Callavia is an extinct genus of trilobite arthropods. Callavia lived during the late Atdabanian stage, which lasted from 530 to 524 million years ago during the early part of the Cambrian Period in what are today Canada and the United States.

== Taxonomy ==
The position of Callavia in relation to other Olenellina has shifted repeatedly over time. Initially it was assigned to the Holmiinae by Pierre Hupé, and was later moved back and forth to the Callaviinae.
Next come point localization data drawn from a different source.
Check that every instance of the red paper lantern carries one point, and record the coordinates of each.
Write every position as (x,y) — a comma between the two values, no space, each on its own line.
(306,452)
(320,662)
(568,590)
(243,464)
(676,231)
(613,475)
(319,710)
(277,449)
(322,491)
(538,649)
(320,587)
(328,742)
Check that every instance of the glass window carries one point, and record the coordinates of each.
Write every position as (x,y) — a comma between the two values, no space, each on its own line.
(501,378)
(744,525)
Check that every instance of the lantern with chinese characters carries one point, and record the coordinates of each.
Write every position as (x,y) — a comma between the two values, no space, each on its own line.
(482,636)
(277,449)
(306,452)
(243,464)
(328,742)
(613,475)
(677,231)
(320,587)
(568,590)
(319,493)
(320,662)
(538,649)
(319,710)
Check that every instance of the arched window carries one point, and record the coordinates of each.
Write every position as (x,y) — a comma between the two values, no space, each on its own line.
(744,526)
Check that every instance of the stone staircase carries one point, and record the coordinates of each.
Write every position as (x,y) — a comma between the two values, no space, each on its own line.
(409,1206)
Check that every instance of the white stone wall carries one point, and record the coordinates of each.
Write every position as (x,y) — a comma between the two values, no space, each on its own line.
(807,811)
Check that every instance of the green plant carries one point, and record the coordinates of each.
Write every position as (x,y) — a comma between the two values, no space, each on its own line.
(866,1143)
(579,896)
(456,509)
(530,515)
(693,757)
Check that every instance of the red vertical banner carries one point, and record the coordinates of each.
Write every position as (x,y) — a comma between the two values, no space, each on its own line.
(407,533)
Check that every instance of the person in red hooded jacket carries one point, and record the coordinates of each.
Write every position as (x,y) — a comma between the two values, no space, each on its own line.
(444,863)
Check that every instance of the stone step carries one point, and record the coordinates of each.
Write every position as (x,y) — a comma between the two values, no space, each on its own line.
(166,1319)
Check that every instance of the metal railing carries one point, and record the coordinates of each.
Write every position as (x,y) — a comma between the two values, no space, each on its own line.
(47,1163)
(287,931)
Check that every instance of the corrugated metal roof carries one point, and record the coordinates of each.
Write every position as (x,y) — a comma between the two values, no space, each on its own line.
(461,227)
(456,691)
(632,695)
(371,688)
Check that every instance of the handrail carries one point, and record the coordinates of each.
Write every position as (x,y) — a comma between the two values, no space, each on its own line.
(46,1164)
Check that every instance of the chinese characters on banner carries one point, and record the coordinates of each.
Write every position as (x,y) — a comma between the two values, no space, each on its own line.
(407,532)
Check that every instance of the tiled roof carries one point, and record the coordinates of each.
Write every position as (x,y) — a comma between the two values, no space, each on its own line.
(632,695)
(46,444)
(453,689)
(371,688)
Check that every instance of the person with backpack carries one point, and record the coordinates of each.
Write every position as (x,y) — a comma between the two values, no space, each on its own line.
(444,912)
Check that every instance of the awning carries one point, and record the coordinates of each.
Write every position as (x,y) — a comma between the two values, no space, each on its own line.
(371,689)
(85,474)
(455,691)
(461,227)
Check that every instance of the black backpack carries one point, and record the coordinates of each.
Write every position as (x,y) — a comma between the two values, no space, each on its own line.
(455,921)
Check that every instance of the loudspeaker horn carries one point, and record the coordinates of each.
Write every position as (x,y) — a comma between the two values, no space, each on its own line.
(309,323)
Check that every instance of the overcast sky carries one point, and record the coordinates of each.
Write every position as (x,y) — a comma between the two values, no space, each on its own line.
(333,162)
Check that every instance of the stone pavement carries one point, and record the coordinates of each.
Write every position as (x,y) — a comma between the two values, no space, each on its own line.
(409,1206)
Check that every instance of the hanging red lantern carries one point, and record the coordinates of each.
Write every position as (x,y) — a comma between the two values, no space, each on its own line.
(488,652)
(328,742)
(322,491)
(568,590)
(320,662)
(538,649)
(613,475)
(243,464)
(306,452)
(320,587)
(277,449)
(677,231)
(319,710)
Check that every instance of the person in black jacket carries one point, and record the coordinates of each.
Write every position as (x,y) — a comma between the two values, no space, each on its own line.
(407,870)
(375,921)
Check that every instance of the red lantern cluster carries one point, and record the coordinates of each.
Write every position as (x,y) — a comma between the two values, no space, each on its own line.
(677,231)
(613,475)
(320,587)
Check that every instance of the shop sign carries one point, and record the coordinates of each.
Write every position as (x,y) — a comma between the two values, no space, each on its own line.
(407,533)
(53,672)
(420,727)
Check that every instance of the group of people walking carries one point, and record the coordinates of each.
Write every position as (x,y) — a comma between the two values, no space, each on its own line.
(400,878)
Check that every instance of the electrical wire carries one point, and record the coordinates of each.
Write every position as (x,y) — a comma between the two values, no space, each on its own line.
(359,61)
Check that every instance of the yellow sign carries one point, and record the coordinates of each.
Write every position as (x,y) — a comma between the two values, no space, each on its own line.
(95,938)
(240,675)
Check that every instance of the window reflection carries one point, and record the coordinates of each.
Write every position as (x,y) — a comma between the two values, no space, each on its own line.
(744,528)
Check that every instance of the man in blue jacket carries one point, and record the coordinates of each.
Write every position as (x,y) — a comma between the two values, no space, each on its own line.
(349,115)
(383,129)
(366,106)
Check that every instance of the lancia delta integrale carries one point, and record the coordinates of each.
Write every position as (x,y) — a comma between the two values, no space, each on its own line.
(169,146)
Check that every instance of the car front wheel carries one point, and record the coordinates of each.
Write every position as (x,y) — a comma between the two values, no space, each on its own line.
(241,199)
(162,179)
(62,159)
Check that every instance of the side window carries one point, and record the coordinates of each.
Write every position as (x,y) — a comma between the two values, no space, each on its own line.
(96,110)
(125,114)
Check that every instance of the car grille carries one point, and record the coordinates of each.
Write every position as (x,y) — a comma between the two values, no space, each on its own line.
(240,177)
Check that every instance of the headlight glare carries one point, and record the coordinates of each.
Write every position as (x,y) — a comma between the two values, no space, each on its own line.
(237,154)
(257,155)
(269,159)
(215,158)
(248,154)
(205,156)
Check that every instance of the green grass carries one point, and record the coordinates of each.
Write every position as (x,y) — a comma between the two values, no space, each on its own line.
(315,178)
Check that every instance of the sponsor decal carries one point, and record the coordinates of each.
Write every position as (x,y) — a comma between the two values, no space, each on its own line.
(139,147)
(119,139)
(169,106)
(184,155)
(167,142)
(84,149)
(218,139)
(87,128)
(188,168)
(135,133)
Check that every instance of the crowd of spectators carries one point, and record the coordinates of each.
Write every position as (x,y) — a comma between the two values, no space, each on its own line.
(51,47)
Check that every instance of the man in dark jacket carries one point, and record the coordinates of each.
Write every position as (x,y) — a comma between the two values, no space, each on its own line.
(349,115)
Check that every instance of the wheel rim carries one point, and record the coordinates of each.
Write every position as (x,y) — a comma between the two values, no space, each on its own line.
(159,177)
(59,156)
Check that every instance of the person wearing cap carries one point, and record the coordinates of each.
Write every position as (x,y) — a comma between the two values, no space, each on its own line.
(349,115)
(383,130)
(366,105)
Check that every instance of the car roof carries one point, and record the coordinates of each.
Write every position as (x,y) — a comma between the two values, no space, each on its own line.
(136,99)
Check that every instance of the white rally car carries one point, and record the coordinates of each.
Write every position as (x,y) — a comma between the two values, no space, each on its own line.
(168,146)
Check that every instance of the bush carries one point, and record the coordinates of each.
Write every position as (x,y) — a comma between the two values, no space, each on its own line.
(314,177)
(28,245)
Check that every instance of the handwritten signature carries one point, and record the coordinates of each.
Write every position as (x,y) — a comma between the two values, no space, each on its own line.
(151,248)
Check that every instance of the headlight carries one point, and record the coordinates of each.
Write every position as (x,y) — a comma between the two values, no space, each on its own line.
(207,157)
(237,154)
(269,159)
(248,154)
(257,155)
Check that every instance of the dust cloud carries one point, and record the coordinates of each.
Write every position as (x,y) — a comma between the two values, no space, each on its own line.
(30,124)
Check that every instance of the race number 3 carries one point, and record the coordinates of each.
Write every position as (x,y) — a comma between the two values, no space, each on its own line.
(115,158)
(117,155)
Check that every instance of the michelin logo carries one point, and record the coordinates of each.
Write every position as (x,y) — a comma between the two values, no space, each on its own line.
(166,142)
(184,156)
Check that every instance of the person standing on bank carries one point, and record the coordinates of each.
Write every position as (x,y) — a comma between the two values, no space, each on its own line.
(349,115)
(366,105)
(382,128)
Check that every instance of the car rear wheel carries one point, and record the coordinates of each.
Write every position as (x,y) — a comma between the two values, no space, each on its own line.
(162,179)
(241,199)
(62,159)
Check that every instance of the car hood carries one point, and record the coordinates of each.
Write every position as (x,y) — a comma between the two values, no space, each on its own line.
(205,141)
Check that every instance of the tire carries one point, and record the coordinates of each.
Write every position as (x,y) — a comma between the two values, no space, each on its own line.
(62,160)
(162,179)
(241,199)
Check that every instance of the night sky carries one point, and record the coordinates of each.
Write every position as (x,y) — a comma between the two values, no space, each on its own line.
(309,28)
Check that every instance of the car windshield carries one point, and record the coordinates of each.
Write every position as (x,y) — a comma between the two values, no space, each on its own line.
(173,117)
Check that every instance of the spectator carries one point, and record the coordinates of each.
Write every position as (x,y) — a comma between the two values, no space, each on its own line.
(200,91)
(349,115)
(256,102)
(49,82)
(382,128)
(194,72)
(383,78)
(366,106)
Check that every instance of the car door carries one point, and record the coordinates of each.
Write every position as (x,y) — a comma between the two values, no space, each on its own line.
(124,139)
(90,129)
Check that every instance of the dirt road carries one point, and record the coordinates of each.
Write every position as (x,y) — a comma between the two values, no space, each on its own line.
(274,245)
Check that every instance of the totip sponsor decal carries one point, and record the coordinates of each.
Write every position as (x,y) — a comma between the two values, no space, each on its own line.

Lieberman, however, argues Callavia is a basal member of the Judomioidea.

Reassigned Species
- C. bicensis = Elliptocephala walcotti
- C. breviloba = Olenellina sp. indet.
- C. brevioculata = Nevadella cartlandi
- C. burri = Nevadia burri
- C. cartlandi = Nevadella cartlandi
- C. cobboldi = Nevadella cartlandi
- C. eucharis = Nevadella eucharis
- C.? nevadensis = Olenellus nevadensis
- C. perfecta = Nevadella perfecta

== Distribution ==
C. broeggeri is known from the Lower Cambrian of Newfoundland (Brigus Formation, Branchian Series, Conception Bay), Nova Scotia (between Docters Brook and Malignant Brook, northernmost Antigonish Highlands), Canada, and Massachusetts, USA (Weymouth Formation, Pearl street, North Weymouth, and probably Hoppin Hill Reservoir, North Attleboro).
C. choffati is known from the Iberian Peninsula in the Elvas Municipality in Portugal and in several localities in the Huelva Province, Spain. C. callavei is found in the Comley Limestone in Shropshire, England.

== Ecology ==
C. broeggeri occurs together with the bracihiopods Sunnaginia imbricata and Eccentrotheca kanesia, and
the agnostid Serrodiscus bellimarginatus.